Dirk
Dirk

Reputation: 10151

Access a Groovy variable from within shell step in Jenkins pipeline

Using the Pipeline plugin in Jenkins 2.x, how can I access a Groovy variable that is defined somewhere at stage- or node-level from within a sh step?

Simple example:

node {
    stage('Test Stage') {
        some_var = 'Hello World' // this is Groovy
        echo some_var // printing via Groovy works
        sh 'echo $some_var' // printing in shell does not work
    }
}

gives the following on the Jenkins output page:

[Pipeline] {
[Pipeline] stage
[Pipeline] { (Test Stage)
[Pipeline] echo
Hello World
[Pipeline] sh
[test] Running shell script
+ echo

[Pipeline] }
[Pipeline] // stage
[Pipeline] }
[Pipeline] // node
[Pipeline] End of Pipeline
Finished: SUCCESS

As one can see, echo in the sh step prints an empty string.

A work-around would be to define the variable in the environment scope via

env.some_var = 'Hello World'

and print it via

sh 'echo ${env.some_var}'

However, this kind of abuses the environmental scope for this task.

Upvotes: 68

Views: 156957

Answers (5)

akshay_sushir
akshay_sushir

Reputation: 1891

This is extension to @Dave Bacher's answer.
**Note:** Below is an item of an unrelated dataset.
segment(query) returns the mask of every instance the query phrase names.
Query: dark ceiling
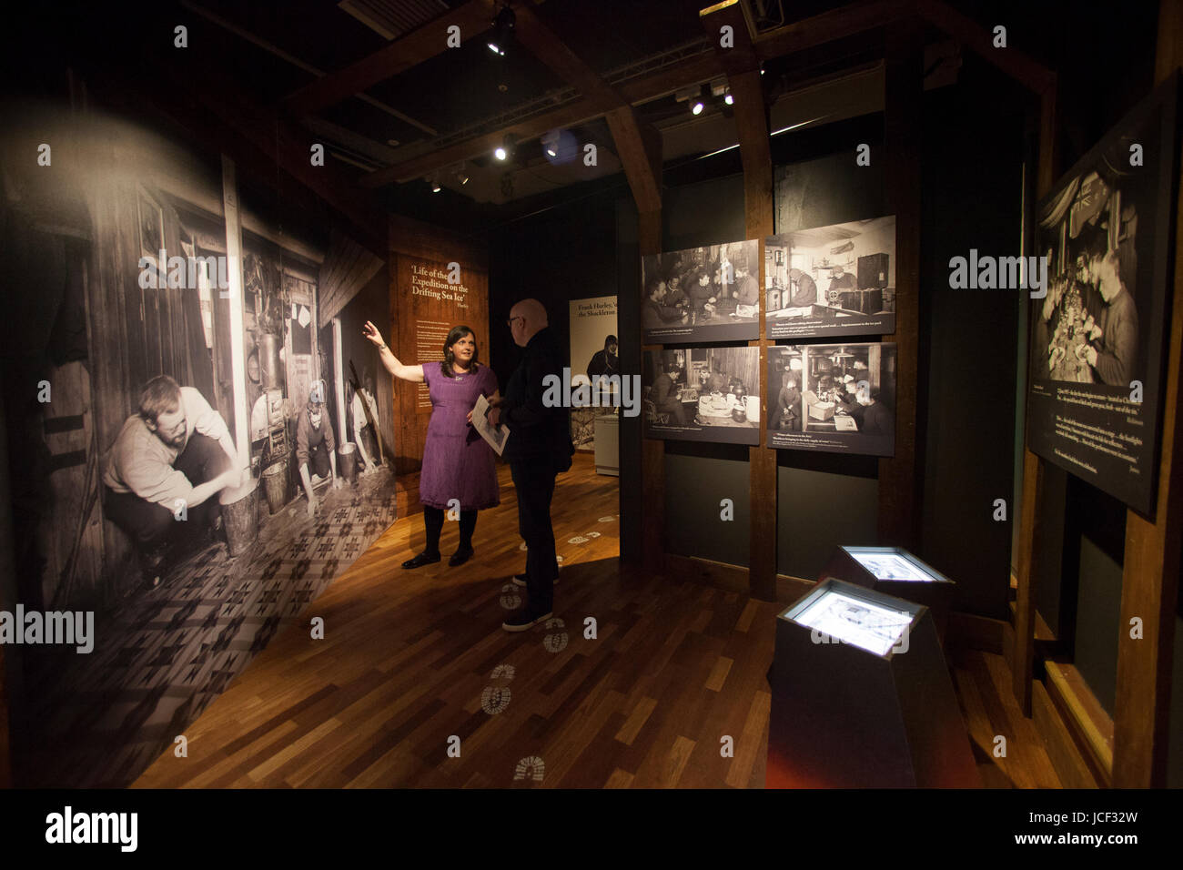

I'm running multiple shell command in Groovy file & want to use output of one shell command to the next command as groovy variable. Using double quotes in shell command, groovy passes variable from one to another command but using single quotes it does not work, it returns null.

So use shell command like this in double quotes: sh "echo ${FOLDER_NAME}"

FOLDER_NAME = sh(script: $/
    awk -F '=' '/CODE_COVERAGE_FOLDER/ {gsub("\"","");print$2}' ${WORKSPACE}/test.cfg
  /$, returnStdout: true).trim()

echo "Folder: ${FOLDER_NAME}" // print folder name in groovy console

sh "mkdir -p ${WORKSPACE}/${FOLDER_NAME} && chmod 777 ${WORKSPACE}/${FOLDER_NAME}"
  

Upvotes: 0

Shubham Jain
Shubham Jain

Reputation: 17603

You need to do something like below if a bash script is required :

Set this variable at global or local(function) level where from these can be accessible to sh script:

def stageOneWorkSpace = "/path/test1"
def stageTwoWorkSpace = "/path/test2"

In shell script call them like below

sh '''
echo ''' +stageOneWorkSpace+ '''
echo ''' +stageTwoWorkSpace+ '''
cp -r ''' +stageOneWorkSpace+'''/qa/folder1/* ''' +stageOneWorkSpace+'''/qa/folder2
'''

Make sure you start and end sh with three quotes like '''

Upvotes: 10

BlackViper
BlackViper

Reputation: 73

I would like to add another scenario to this discussion. I was using shell environment variables and groovy variables in the same script.

 format='html'
    for file in *.txt; 
        do mv  -- "\$file" "\${file%.txt}.$format";
    done

So here, What I have done is use \$ only for shell environment variables and use $ for groovy variables.

Upvotes: 3

hetptis
hetptis

Reputation: 806

I am adding the comment from @Pedro as an answer because I think it is important.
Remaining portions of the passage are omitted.